# Bee removal



## Michael Bush (Aug 2, 2002)

What is your intention? To get rid of them? To hive them?

There are several problems. One is the bees. You can keep the bees out by simply closing up all the entrances, but the bees inside will die. You can put a cone on the main entrance (made of screen wire) and close off all of the small entrances and the bees will be able to get out but not back in. Now you need a beekeeper to take them or you need to kill them.

Your next problem is that the eaves are now full of honey and wax. Without the bees to care for this it will melt and run down the wall, atract ants and moths and make a general mess.
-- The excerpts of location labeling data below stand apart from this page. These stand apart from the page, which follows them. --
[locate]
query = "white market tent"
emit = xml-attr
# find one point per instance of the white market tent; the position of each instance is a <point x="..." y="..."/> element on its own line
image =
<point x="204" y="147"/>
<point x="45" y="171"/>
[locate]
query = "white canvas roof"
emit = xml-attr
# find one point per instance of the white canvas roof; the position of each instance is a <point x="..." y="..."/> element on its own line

Another problem is the simple logistics of dealing with a hive a bees while high up a ladder. It's easy to get stung, panic and fall, or have some bees get in your veil and panic.

If you remove the bees and then open up the entrances you blocked, another hive of bees may discover the honey and rob it out. If they find it, this cleans up the honey in the eaves. A hive could be BROUGHT there just to accomplish this.

If you can find a beekeeper who knows how to pull it off they could be removed by the cone method, a strong hive could be left to rob out the honey and then you could seal it all up. It will, however, take some time to accomplish this and there will be a lot of bees around the apartment house.

While I hate to see it happen, the most direct solution is to hire an exterminator to kill them and a contractor to open it up and clean it out and repair the eaves. It should be filled with foam or something so a future swarm won't smell the old hive and try to move in.

For detailed info on how to remove bees with the cone method, Brushy Mt. Bee Farm has a video, "Free bees for you" that tells how to do it. ABC XYZ of Beekeeping by AI Root also has instructions on this method.


----------